Incident Report for Grafana Cloud

Resolved

We have continued to observe stable workloads and the cluster remains healthy. Engineering has completed coordination and communication efforts with the third-party vendor and, as such, we are considering this issue resolved.

No further updates.

Posted Mar 08, 2023 - 13:19 UTC

Update

We're continuing to monitor our prod-us-central-0 cluster. The cluster is healthy, workloads are stable.

Posted Mar 07, 2023 - 00:18 UTC

Monitoring

Engineering has made a change to mitigate the issue. As of 16:22 UTC, pods in the us-prod-central-0 cluster have entered into an appropriate state and are exhibiting normal behavior. Instances in the us-prod-central-0 cluster should no longer experience adverse behavior.

We will continue to monitor at this time.

Posted Mar 03, 2023 - 16:30 UTC

Identified

As of 15:45 UTC, we have observed pods re-entering a poor state within the us-prod-central-0 cluster, only. The underlying issue is stemming from a third-party vendor, and Engineering is actively engaged to restore functionality.

Instances within the us-prod-central-0 cluster may experience an inability to initialize or start. We will continue to provide updates as we learn more and undertake mitigation efforts.

Posted Mar 03, 2023 - 16:01 UTC

Update

Engineering continues to engage with the third-party vendor while we await further details surrounding root cause.

We've continued to observe normal pod behaviors and will continue to monitor.

Posted Mar 02, 2023 - 20:36 UTC

Update

We continue to observe normal pod behavior and instance functionality for the us-prod-central-0 cluster.
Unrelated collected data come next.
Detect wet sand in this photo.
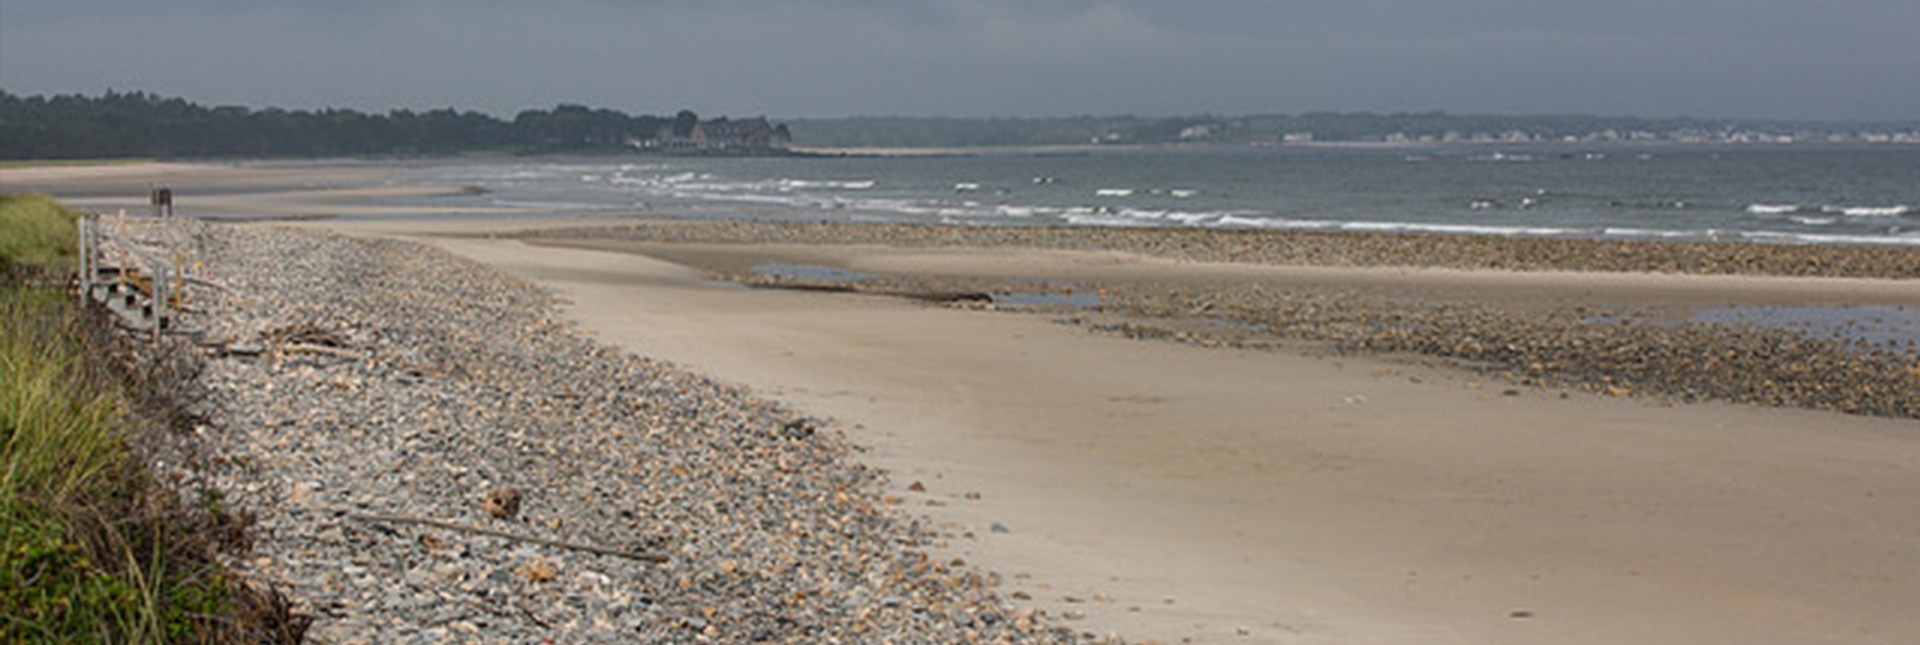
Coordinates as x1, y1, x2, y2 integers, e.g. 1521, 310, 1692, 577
13, 162, 1920, 644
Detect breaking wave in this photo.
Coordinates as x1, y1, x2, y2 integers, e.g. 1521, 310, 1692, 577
1746, 203, 1801, 215
1825, 205, 1911, 218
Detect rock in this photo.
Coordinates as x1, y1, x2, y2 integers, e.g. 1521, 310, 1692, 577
481, 485, 522, 520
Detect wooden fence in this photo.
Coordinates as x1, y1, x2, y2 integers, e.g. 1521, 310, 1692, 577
76, 210, 194, 342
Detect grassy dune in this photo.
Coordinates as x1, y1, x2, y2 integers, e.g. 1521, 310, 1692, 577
1, 195, 291, 643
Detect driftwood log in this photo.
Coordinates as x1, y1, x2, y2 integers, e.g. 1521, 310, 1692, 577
349, 512, 669, 564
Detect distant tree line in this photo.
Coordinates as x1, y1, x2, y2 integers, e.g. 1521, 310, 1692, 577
0, 90, 696, 159
7, 90, 1912, 159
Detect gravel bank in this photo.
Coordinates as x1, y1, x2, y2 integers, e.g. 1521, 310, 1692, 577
525, 220, 1920, 418
143, 220, 1106, 644
529, 220, 1920, 279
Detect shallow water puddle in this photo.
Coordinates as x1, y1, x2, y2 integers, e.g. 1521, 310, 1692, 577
1691, 305, 1920, 352
750, 263, 877, 283
990, 291, 1102, 309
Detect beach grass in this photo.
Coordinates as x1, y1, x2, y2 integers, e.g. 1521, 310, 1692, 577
0, 194, 282, 643
0, 194, 80, 280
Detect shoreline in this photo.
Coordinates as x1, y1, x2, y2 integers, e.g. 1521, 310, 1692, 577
523, 219, 1920, 280
16, 162, 1920, 643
We will continue to monitor the state of this issue, pending information from the third-party vendor surrounding details of the poor cluster behavior.

Posted Mar 01, 2023 - 22:58 UTC

Monitoring

Engineering has made a change to mitigate the issue. As of 21:40 UTC, pods in the us-prod-central-0 cluster have entered into an appropriate state and are exhibiting normal behavior. Instances in the us-prod-central-0 cluster should no longer experience adverse behavior.

We will continue to monitor the state of this issue and relay any additional updates.

Posted Mar 01, 2023 - 21:48 UTC

Identified

As of 20:44 UTC, we were alerted to a quantity of pods entering a poor state within the us-prod-central-0 cluster, only. The underlying issue is stemming from a third-party vendor, and Engineering is actively engaged to restore functionality.

Instances within the us-prod-central-0 cluster may experience an inability to initialize or start. We will continue to provide updates as we learn more.

Posted Mar 01, 2023 - 20:56 UTC

This incident affected: Grafana Cloud: Hosted Grafana (GCP US Central - prod-us-central-0).